Metabolic Network Integration: Integrate into genome-scale models with tools like Pathway Tools or COBRApy. Predict flux from acetyl-CoA to EPA and compare to your untargeted metabolomics (e.g., match m/z peaks to EPA intermediates like eicosatrienoic acid).
If possible, knock out the cluster in silico (e.g., via CRISPR simulation) or experimentally to confirm.
3. Pitfalls and Best Practices for Assigning antiSMASH Predictions to EPA
Pitfalls:
- Many PKS clusters look similar; non-PUFA PKS (e.g., for antibiotics) can have overlapping domains - always cross-check with KnownClusterBlast and phylogenies to avoid false positives.
- PUFA clusters may be misclassified as "other" or hybrid if desaturases are separate genes. EPA-specific desaturation (Delta5, Delta8, etc.) might not be fully annotated.
- Incomplete genomes can split clusters across contigs - reassemble if needed.
- Untargeted metabolomics can detect EPA analogs (e.g., DHA, ARA) - confirm exact structure via MS/MS.
- Over-reliance on p-values: Benjamini/FDR in antiSMASH is for detection, not product assignment.
Best Practices:
- Run antiSMASH with --cb-knownclusters --cb-general for better reference hits.
- Validate with orthogonal tools: PRISM or NP.searcher for PKS prediction.
- Document everything: Export JSON/GBK and note versions (antiSMASH 7+ handles PUFAs better).
- For long-chain PUFAs, consider oxygen-dependent desaturases - check if your isolate is aerobic/marine-like.
- If uncertain, test in heterologous hosts (e.g., E. coli with your BGC cloned, as in some papers).
4. Tools, Scripts, or Pipelines for Extracting and Analyzing antiSMASH Output
Extraction/Parsing:
Downstream Pipelines:
- BiG-SCAPE: For clustering your BGCs against references (great for comparative genomics).
- CORASON: For core gene phylogeny within BGC families.
- ARTS (Antibiotic Resistant Target Seeker): If checking for self-resistance, but adaptable for PUFAs.
- Custom: Snakemake/Nextflow workflow to chain antiSMASH -> BiG-SCAPE -> NaPDoS2.
Relevant Literature and Resources
- Yazaki et al. (2004): Characterization of EPA gene cluster from Shewanella ( foundational for pfa).
- Orikasa et al. (2004): Cloning and analysis in E. coli.
- Ziemert et al. (2012): NaPDoS for domain phylogenies.
- Blin et al. (2023): antiSMASH updates for better BGC detection (NAR paper).
- Tutorials: antiSMASH docs (https://docs.antismash.secondarymetabolites.org/), MIBiG repository for references.
If you share more details (e.g., top BGC types from your output), I can refine this.

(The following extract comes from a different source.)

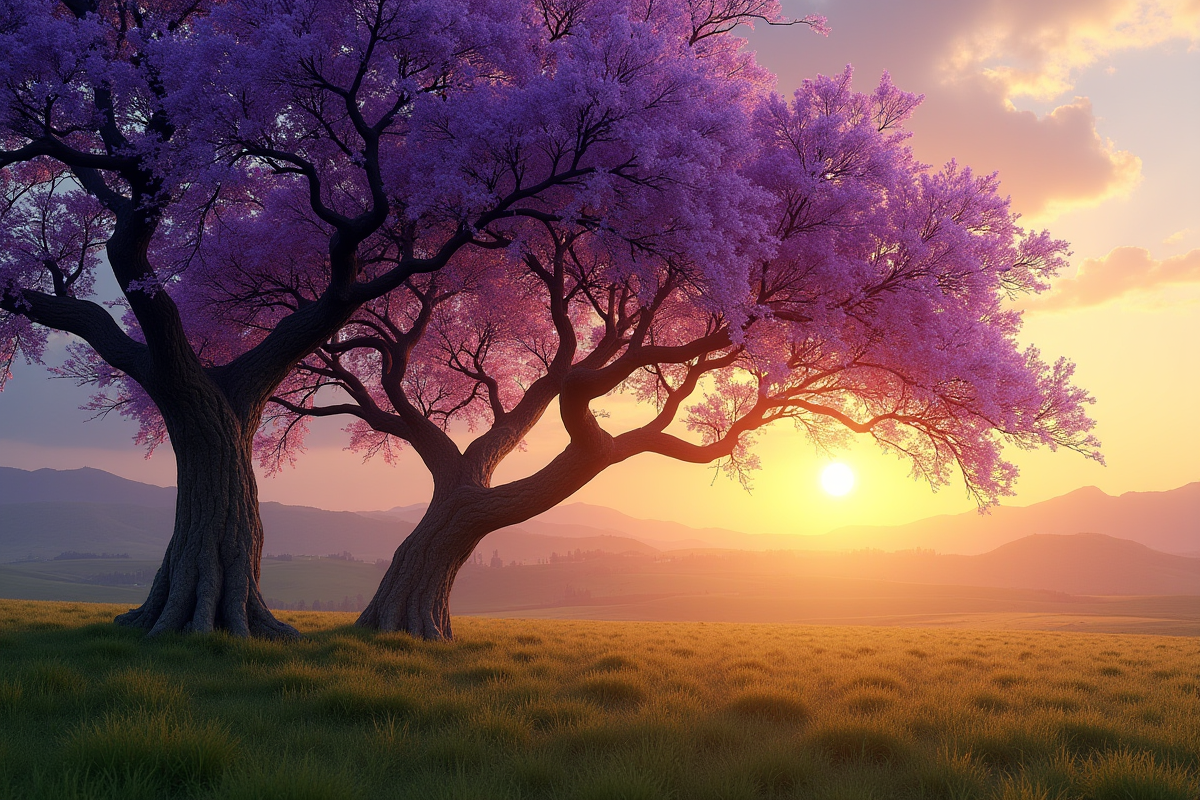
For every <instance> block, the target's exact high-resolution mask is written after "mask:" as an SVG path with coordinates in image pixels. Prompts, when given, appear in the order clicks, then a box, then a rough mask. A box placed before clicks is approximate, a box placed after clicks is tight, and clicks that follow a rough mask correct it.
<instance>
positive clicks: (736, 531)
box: [391, 482, 1200, 555]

Good luck!
Kevin
I guess it is possible that someone here will know off the top of their head what enzymes are involved in eicosapentaenoic acid biosynthesis, but I consider it unlikely. To find the details about that I think you will need to look through primary literature, as this pathway has been described before in other organisms. For many of the antiSMASH clusters the program should already have a good guess as to what the gene clusters are making, and usually that's not long-chain fatty acids.
As always, a simple Google search reveals half a dozen promising papers just on the first search page.
https://www.google.com/search?q=eicosapentaenoic+acid+biosynthesis
Many thanks, for your valuable guidance. Your suggestion is very helpful, and I will follow your advice by consulting the relevant literature and proceeding with further analysis accordingly.